What I liked most about the series and the model kits was the depth and detail that every Zoid had. In the show, Liger Zero had four different armor parts (including the normal armor shown above), collectively known as the C.A.S. or "Changing Armor System." The armors were the Schneider, a red armor system for Liger Zero that improved his close-quarters combat with various blades; the Jager, a blue armor system that improved Liger Zero's speed dramatically, and the Panzer, a military olive green armor system that focused everything into long-range attacks like missiles and gun attacks. While I wanted each of them, only a Schneider system was released in the U.S. that came already bundled with a Liger Zero, which I already had.
The Berserk Fury (known as the Berserk Fuhrer in Japan) was different. It only had one set of armor parts, but it had a special attachment known as the Buster Claws, which could be used to counteract the Fury's small arms for close-quarters combat, and could double as twin-charged beam cannons.
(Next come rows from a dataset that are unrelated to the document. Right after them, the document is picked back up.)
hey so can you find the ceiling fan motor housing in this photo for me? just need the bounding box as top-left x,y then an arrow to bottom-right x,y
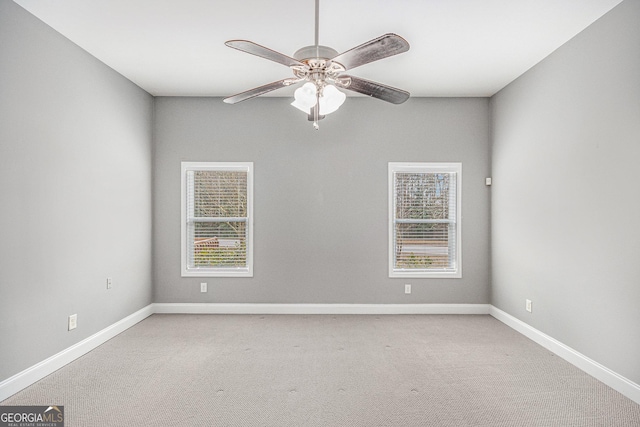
293,45 -> 339,61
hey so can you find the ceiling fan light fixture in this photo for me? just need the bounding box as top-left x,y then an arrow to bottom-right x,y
291,83 -> 345,116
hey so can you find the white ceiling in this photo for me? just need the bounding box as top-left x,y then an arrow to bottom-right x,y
13,0 -> 623,97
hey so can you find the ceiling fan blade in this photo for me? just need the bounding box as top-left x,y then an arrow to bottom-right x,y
223,79 -> 293,104
341,75 -> 410,104
330,34 -> 409,71
225,40 -> 305,68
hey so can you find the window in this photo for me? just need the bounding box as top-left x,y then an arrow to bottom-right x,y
181,162 -> 253,277
389,162 -> 461,278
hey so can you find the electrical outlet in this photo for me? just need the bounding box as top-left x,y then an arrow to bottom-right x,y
526,299 -> 532,313
68,314 -> 77,331
200,282 -> 207,293
107,277 -> 112,289
485,177 -> 492,186
405,284 -> 411,294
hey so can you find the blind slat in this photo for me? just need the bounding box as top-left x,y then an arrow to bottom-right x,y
187,217 -> 247,223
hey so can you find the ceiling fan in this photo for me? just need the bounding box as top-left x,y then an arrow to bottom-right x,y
223,0 -> 410,129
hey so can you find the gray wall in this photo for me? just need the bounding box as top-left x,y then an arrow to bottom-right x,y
490,0 -> 640,384
153,97 -> 491,304
0,0 -> 154,381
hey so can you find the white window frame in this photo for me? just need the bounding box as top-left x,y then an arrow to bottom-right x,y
181,162 -> 253,277
388,162 -> 462,278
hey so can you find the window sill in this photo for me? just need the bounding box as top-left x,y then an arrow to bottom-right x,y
389,270 -> 461,279
182,268 -> 253,278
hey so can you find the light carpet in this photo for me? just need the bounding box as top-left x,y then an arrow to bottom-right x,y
2,314 -> 640,426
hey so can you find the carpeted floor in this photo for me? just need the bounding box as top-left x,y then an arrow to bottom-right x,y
2,314 -> 640,426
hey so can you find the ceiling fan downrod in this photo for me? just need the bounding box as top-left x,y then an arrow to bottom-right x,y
314,0 -> 320,47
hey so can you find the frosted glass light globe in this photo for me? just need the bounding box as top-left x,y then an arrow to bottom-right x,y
291,82 -> 318,113
319,85 -> 346,115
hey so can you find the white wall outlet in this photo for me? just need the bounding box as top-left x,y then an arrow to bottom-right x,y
485,177 -> 492,186
200,282 -> 207,293
526,299 -> 532,313
68,314 -> 77,331
405,284 -> 411,294
107,277 -> 112,289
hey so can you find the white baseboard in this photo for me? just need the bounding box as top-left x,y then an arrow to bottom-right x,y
152,303 -> 491,315
0,304 -> 154,402
489,305 -> 640,405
What I probably enjoy most about Zoids is the level of enjoyment I had while building them. Unlike Gundam models which can get tedious to outright boring sometimes, every single Zoid I've built, I've never had any problems with build quality or even structural complaints. Each one comes with a level of poseability that exceeds its motor system. For example, the Shadow Fox seen above has a full 180 degree turning Gatling gun, as well as a head that can turn side-to-side as well as up and down for the "howling" effect.
The Liger Zero, the Giga Gojulas, and the Berserk Fury are all battery-powered and come with two modes of movement. For the Liger Zero and Giga Gojulas, you can have them walk fast, or have them walk slow (the Giga Gojulas must have its stance changed, however). The Berserk Fury can either walk, or have his particle beam cannon open up. Newer models of Zoids have a wireless remote control add-on, so you could actually simulate a battle if you wanted to.
Zoids have been quite a great influence on my model-building hobbies. Without them, I probably would never have been able to complete my first Gundam model. They live on as a testament to the much more archaic wind-up toys of yesterday. With the New Century Zero animation series that I watched almost every day after school to the incredibly short run of Zoids: Fuzors, Zoids will always have a place on my collection shelf.